Rencana yang telah dia persiapkan dengan susah payah selama ini hancur karena kesalahannya sendiri. Untuk mendapatkan kesempatan kedua, dia harus menghabiskan waktu dan uang yang lebih banyak lagi. Pertempuran berikutnya pasti akan jauh lebih sulit.
Setelah menyelesaikan renungannya, dia terkekeh kecil.
Hanya karena dirimu.
Bastian mengambil langkah terakhir dan dengan tenang menggenggam dagu Odette. Dia masih sangat cantik. Meskipun hanya tersisa penghinaan dan kebencian, kenyataan itu tetap tidak berubah, dan itu membuat Bastian semakin kecewa.
"Bersikaplah seperti Nyonya Clauvitz yang patuh."
Bastian memerintah dengan tenang sambil menekan dagu Odette dengan kuat.
Dia pasti akan menyelesaikan perjanjiannya dengan Kaisar.
Bastian menarik napas dalam-dalam, seperti menegaskan tekadnya.
Untuk menutupi kerugian yang diakibatkan oleh Odette, dia harus menyelesaikan masa pernikahan yang dijanjikan kepada Kaisar. Demi tujuan itu, Bastian bersedia menahan wanita ini. Toh, dia akan berangkat setelah festival ini. Dia tidak bisa melewatkan kesempatan untuk mendapatkan keuntungan besar dengan hanya bersabar selama beberapa hari. Terutama karena wanita sialan ini adalah penyebabnya.
"Kau bilang kau tidak ingin dipenjara? Baiklah, begitulah yang akan terjadi. Ternyata kau adalah penjahat yang mencoba membunuh ayahmu sendiri. Itu lebih baik daripada alasan perselingkuhan untuk bercerai."
"Bastian… ”
"Sampai aku memenjarakanmu setelah perjanjian kita berakhir, hiduplah sebagai Nyonya Clauvitz yang sempurna. Kau pandai berbohong dan menipu, kan?"
Bastian mengangkat dagu Odette, dan Odette mendesah pelan.
Bastian menatapnya dengan tatapan yang tidak tergoyahkan. Odette masih tidak menangis. Meskipun ketakutan, dia tetap teguh. Itu adalah pemandangan yang menimbulkan kebencian dan kelegaan pada saat yang bersamaan.
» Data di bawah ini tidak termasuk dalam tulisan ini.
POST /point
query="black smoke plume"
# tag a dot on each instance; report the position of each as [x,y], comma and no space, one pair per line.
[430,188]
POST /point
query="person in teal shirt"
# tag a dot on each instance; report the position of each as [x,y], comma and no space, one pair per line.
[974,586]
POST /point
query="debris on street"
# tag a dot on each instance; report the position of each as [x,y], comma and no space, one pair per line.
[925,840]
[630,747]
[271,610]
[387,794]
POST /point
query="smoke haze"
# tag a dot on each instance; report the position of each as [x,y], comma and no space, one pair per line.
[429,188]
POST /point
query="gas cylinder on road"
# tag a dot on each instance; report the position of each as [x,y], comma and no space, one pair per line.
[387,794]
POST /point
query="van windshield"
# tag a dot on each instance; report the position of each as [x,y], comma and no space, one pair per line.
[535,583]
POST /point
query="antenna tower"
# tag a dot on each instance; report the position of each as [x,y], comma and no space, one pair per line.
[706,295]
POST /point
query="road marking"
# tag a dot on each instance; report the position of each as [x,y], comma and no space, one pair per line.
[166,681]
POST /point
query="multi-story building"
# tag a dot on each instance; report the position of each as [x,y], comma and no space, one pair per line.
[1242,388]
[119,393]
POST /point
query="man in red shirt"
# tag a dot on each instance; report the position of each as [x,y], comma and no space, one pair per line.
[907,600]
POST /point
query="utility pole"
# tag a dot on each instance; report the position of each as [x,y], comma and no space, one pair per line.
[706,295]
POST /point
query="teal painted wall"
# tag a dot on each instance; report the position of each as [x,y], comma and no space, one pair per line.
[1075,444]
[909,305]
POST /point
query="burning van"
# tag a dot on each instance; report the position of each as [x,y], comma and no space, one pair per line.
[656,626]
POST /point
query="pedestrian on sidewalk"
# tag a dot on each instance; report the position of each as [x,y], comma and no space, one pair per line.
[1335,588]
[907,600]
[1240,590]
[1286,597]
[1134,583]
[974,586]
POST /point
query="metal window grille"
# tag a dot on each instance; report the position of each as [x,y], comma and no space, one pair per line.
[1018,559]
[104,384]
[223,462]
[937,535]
"Lebih baik jangan berpikir macam-macam lagi. Lady Odette, karena kau tidak bisa membayar semua dosa-dosamu, Tira Beller yang akan menanggungnya."
"Dia tidak ada hubungannya dengan semua ini!"
Untuk pertama kalinya, emosi yang bisa disebut emosi muncul di mata Odette yang kosong.
Bastian tertawa terbahak-bahak karena tidak percaya. Dia memberikan kelemahannya sendiri. Dia merasa kasihan pada dirinya sendiri karena telah menghargai wanita seperti itu. Berkat itu, dia bisa mengendalikannya dengan lebih mudah.
"Jangan melibatkan Tira. Ini semua kesalahanku. Tolong… ”
"Diam, Odette."
Bastian mengerutkan kening sedikit dan menundukkan kepala.
"Kau hanya perlu mengikuti perintahku. Itu pasti tertulis dengan jelas di kontrak yang kau sukai."
Bastian menyentuh bibir Odette yang terpaku dengan ujung jari yang mengenakan sarung tangan.
"Tersenyumlah seperti wanita paling bahagia di dunia."
Senyum anggun muncul di wajah Bastian yang telah terbebas dari semua sisa emosi.
"Jika kau ingin menyelamatkan hidup adikmu, kau harus melakukannya dengan baik. Benar kan?"